Generative AI second call for evidence:
Purpose limitation in the generative AI
lifecycle
This consultation sets out the ICO’s emerging thinking on generative AI
development and use. It should not be interpreted as indication that any
particular form of data processing discussed below is legally compliant.
This post is part of the ICO’s consultation series on generative AI. This second call
focuses on how the data protection principle of purpose limitation should be applied at
different stages in the generative AI lifecycle. We provide a summary of the analysis
we have undertaken and the policy position we want to consult on.
You can respond to this call for evidence using the survey, or by emailing us
at [Link]@[Link].
The background
A specified, explicit and legitimate purpose
The purpose limitation principle in data protection law requires organisations to be
clear and open about why they are processing personal data, and to ensure that what
they intend to do with it is in line with individuals’ reasonable expectations.

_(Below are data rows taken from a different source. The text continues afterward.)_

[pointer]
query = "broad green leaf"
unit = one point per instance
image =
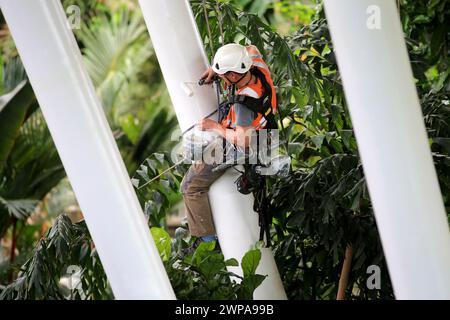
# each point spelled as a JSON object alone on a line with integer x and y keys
{"x": 13, "y": 110}
{"x": 250, "y": 262}
{"x": 248, "y": 286}
{"x": 232, "y": 262}
{"x": 163, "y": 242}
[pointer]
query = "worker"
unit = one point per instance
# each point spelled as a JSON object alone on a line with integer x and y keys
{"x": 244, "y": 68}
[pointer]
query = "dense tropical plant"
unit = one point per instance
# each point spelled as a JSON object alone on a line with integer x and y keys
{"x": 323, "y": 208}
{"x": 66, "y": 265}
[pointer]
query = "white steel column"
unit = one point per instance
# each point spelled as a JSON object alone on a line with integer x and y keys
{"x": 182, "y": 59}
{"x": 389, "y": 127}
{"x": 87, "y": 148}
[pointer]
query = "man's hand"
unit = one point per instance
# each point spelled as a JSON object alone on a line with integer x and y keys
{"x": 208, "y": 124}
{"x": 208, "y": 76}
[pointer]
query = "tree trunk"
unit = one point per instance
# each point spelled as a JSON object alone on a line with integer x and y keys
{"x": 13, "y": 247}
{"x": 343, "y": 280}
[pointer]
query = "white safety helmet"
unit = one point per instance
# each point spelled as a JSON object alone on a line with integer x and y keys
{"x": 231, "y": 57}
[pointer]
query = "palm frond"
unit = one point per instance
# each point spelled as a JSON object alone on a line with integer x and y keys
{"x": 19, "y": 208}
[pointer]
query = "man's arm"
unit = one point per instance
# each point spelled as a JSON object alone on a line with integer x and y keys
{"x": 240, "y": 136}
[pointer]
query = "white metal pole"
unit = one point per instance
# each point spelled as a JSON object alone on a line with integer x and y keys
{"x": 87, "y": 148}
{"x": 389, "y": 127}
{"x": 182, "y": 59}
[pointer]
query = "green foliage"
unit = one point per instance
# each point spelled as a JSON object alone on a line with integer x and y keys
{"x": 199, "y": 275}
{"x": 203, "y": 274}
{"x": 66, "y": 246}
{"x": 323, "y": 205}
{"x": 157, "y": 186}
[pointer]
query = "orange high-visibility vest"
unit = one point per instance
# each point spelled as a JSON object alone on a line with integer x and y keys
{"x": 254, "y": 90}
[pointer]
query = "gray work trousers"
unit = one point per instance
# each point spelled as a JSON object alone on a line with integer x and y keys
{"x": 195, "y": 187}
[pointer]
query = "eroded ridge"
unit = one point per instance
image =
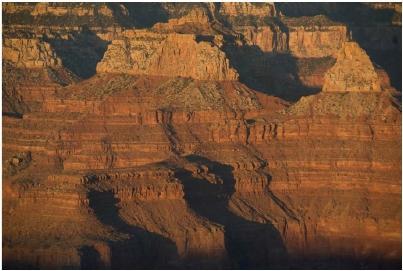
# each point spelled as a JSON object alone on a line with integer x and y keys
{"x": 200, "y": 135}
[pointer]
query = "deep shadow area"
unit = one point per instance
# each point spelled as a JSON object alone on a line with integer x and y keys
{"x": 90, "y": 258}
{"x": 271, "y": 73}
{"x": 358, "y": 16}
{"x": 143, "y": 250}
{"x": 81, "y": 52}
{"x": 250, "y": 245}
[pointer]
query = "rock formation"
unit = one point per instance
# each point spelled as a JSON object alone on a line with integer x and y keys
{"x": 171, "y": 152}
{"x": 166, "y": 55}
{"x": 30, "y": 53}
{"x": 353, "y": 71}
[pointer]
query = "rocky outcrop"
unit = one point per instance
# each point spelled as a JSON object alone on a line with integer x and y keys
{"x": 248, "y": 9}
{"x": 75, "y": 10}
{"x": 162, "y": 159}
{"x": 30, "y": 53}
{"x": 353, "y": 72}
{"x": 142, "y": 52}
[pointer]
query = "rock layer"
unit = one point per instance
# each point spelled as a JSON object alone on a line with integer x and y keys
{"x": 166, "y": 55}
{"x": 353, "y": 71}
{"x": 161, "y": 159}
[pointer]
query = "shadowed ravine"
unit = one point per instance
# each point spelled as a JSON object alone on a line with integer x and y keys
{"x": 143, "y": 250}
{"x": 249, "y": 245}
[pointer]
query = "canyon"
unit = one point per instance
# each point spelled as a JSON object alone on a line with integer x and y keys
{"x": 201, "y": 136}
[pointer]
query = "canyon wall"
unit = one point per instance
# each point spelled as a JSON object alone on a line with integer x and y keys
{"x": 171, "y": 151}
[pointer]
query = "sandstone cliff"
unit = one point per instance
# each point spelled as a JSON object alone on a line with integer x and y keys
{"x": 166, "y": 55}
{"x": 30, "y": 53}
{"x": 162, "y": 159}
{"x": 353, "y": 71}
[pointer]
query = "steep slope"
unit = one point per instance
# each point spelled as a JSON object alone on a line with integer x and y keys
{"x": 160, "y": 148}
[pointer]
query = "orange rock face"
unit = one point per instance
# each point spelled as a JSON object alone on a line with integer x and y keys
{"x": 166, "y": 55}
{"x": 174, "y": 151}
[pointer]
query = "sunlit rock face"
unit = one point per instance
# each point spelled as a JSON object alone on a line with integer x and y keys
{"x": 201, "y": 135}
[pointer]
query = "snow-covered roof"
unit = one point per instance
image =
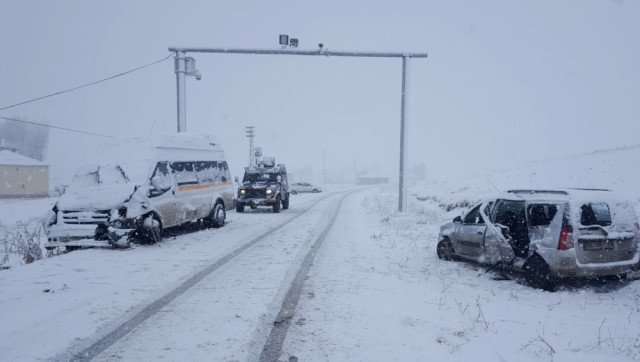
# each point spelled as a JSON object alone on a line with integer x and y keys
{"x": 577, "y": 195}
{"x": 11, "y": 158}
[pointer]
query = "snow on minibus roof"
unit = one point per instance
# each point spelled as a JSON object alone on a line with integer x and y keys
{"x": 137, "y": 155}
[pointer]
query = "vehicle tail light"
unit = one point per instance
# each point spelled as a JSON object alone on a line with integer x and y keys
{"x": 565, "y": 243}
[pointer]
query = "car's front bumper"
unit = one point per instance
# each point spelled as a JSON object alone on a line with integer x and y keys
{"x": 85, "y": 236}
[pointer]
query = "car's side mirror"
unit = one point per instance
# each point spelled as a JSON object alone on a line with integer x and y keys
{"x": 504, "y": 230}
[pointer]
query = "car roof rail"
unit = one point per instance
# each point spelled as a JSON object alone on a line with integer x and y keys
{"x": 528, "y": 191}
{"x": 588, "y": 189}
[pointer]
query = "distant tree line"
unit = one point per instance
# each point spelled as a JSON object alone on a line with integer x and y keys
{"x": 26, "y": 139}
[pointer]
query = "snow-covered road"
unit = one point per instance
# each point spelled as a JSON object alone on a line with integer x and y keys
{"x": 67, "y": 303}
{"x": 375, "y": 292}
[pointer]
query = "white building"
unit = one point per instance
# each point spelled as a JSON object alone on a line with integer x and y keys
{"x": 22, "y": 176}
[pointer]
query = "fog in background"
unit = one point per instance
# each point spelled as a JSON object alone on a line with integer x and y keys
{"x": 505, "y": 82}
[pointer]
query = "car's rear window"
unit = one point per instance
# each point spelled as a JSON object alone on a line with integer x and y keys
{"x": 541, "y": 214}
{"x": 595, "y": 214}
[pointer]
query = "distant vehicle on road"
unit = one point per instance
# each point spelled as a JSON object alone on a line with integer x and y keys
{"x": 547, "y": 234}
{"x": 264, "y": 185}
{"x": 142, "y": 187}
{"x": 303, "y": 187}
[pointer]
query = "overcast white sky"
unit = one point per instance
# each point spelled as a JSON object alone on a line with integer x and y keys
{"x": 505, "y": 81}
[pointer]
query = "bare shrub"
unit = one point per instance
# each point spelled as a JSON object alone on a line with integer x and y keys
{"x": 21, "y": 239}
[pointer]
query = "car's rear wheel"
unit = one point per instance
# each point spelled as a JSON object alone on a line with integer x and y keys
{"x": 445, "y": 250}
{"x": 538, "y": 275}
{"x": 217, "y": 217}
{"x": 151, "y": 230}
{"x": 277, "y": 205}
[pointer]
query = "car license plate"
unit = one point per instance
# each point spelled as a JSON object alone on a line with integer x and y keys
{"x": 595, "y": 245}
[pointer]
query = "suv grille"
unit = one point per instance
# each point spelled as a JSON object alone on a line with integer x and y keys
{"x": 259, "y": 193}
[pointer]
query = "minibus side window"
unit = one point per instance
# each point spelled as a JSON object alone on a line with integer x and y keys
{"x": 160, "y": 180}
{"x": 183, "y": 173}
{"x": 206, "y": 171}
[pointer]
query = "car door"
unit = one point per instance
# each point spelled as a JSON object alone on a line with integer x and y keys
{"x": 496, "y": 238}
{"x": 161, "y": 194}
{"x": 470, "y": 234}
{"x": 187, "y": 192}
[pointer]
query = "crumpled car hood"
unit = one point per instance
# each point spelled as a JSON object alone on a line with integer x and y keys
{"x": 96, "y": 198}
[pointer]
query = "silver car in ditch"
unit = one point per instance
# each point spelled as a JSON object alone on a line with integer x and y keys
{"x": 547, "y": 234}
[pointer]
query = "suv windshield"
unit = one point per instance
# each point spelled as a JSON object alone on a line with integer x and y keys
{"x": 260, "y": 177}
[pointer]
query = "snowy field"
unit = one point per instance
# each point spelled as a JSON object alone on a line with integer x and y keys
{"x": 376, "y": 291}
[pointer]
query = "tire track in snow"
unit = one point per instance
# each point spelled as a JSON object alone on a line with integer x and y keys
{"x": 104, "y": 342}
{"x": 273, "y": 347}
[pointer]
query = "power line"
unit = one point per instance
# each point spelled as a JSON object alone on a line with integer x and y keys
{"x": 61, "y": 128}
{"x": 88, "y": 84}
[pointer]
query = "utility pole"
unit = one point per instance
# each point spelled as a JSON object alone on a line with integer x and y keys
{"x": 324, "y": 171}
{"x": 251, "y": 133}
{"x": 183, "y": 66}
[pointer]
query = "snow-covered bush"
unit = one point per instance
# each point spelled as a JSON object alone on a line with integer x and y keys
{"x": 21, "y": 240}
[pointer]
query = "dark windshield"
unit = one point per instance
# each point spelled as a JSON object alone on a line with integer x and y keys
{"x": 595, "y": 214}
{"x": 260, "y": 177}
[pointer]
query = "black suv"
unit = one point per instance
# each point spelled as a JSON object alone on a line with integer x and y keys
{"x": 264, "y": 186}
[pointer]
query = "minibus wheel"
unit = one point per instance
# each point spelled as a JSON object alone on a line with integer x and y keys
{"x": 538, "y": 275}
{"x": 217, "y": 216}
{"x": 151, "y": 230}
{"x": 277, "y": 205}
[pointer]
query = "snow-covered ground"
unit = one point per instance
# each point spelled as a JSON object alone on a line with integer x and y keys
{"x": 376, "y": 291}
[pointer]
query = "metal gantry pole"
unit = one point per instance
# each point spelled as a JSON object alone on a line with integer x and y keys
{"x": 180, "y": 65}
{"x": 403, "y": 132}
{"x": 180, "y": 69}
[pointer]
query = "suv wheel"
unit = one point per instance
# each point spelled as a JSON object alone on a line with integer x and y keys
{"x": 277, "y": 205}
{"x": 217, "y": 216}
{"x": 445, "y": 250}
{"x": 538, "y": 275}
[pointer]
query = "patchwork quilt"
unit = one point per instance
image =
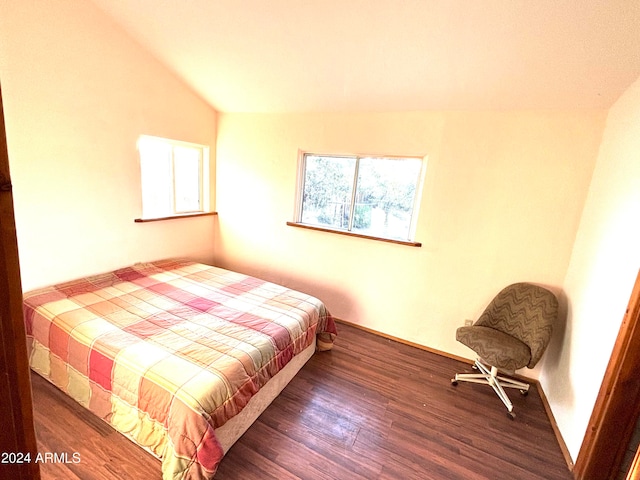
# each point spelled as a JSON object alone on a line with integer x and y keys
{"x": 168, "y": 351}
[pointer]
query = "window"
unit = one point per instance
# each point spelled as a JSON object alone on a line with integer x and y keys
{"x": 364, "y": 195}
{"x": 175, "y": 177}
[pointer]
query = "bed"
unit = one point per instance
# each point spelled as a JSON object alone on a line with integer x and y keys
{"x": 178, "y": 356}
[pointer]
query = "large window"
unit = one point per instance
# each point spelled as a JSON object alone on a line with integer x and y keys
{"x": 175, "y": 177}
{"x": 365, "y": 195}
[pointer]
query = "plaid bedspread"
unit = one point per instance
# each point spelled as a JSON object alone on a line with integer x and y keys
{"x": 168, "y": 351}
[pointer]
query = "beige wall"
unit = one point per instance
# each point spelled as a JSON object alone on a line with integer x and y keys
{"x": 601, "y": 274}
{"x": 502, "y": 201}
{"x": 77, "y": 94}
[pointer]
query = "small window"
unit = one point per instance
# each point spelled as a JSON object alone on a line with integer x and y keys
{"x": 364, "y": 195}
{"x": 175, "y": 177}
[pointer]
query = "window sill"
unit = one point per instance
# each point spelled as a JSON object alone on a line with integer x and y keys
{"x": 351, "y": 234}
{"x": 172, "y": 217}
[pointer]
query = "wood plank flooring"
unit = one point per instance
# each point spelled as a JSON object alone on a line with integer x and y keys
{"x": 371, "y": 408}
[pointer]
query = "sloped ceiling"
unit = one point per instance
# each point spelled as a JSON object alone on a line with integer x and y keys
{"x": 392, "y": 55}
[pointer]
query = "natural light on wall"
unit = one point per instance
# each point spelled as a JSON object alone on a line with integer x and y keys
{"x": 174, "y": 177}
{"x": 365, "y": 195}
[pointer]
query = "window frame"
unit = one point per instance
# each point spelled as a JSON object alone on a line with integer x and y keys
{"x": 204, "y": 184}
{"x": 300, "y": 181}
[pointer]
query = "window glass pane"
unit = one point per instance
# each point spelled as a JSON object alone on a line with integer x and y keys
{"x": 327, "y": 191}
{"x": 155, "y": 169}
{"x": 186, "y": 176}
{"x": 385, "y": 196}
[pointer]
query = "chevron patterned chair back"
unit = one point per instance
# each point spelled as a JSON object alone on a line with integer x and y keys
{"x": 512, "y": 333}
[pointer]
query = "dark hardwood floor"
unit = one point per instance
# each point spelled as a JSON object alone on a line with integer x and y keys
{"x": 371, "y": 408}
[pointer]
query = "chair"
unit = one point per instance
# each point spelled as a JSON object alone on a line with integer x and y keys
{"x": 512, "y": 333}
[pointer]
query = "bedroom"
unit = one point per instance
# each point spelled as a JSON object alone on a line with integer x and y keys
{"x": 72, "y": 75}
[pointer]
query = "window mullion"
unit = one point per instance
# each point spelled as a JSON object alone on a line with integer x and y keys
{"x": 352, "y": 210}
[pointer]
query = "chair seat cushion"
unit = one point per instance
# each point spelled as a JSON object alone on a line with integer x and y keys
{"x": 495, "y": 347}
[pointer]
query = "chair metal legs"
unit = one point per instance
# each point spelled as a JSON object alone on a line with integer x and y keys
{"x": 489, "y": 376}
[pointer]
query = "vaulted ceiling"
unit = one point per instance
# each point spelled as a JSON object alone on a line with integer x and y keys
{"x": 392, "y": 55}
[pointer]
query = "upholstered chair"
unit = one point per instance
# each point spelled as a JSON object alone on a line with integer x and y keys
{"x": 512, "y": 333}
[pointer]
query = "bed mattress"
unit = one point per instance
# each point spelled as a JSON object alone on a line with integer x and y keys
{"x": 167, "y": 352}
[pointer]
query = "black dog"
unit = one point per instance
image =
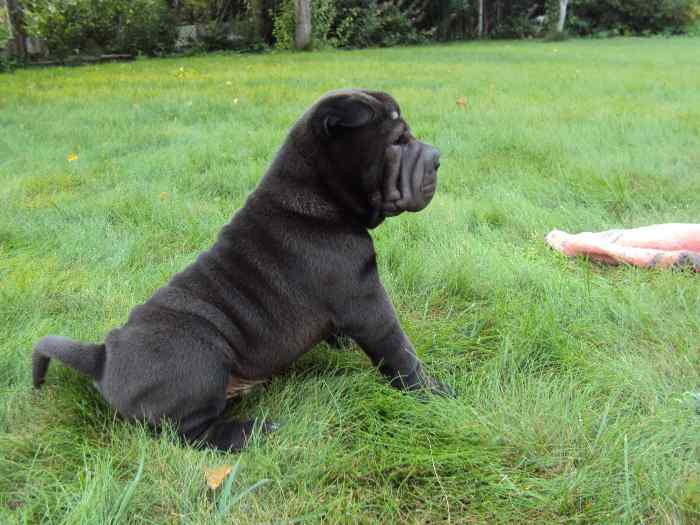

Purpose limitation requires organisations to have a clear purpose for processing any
personal data before they start processing it. If they are not clear about why personal
data is processed, it follows they will not be able to be clear with individuals.
This purpose must be legitimate, meaning that:
1. there must a lawful basis for processing it; 1 and
2. the purpose is not in breach of other laws, such as intellectual property or contract
laws.
The purpose must also be specified and explicit: organisations need to be clear about
why they are processing the personal data. Organisations must be clear about this
both in their internal documentation and governance structures but also with the
people to whom the personal data relates.
Different stages, different purposes
The generative AI model lifecycle involves several stages. Each stage may involve
processing different types of personal data and for different purposes. Data protection
considerations are relevant for any activity that involves processing personal data.
For example, the purpose of training a core model will require training data and test
data, while the purpose of adapting the core model may require fine-tuning data from
a third-party developing its own application.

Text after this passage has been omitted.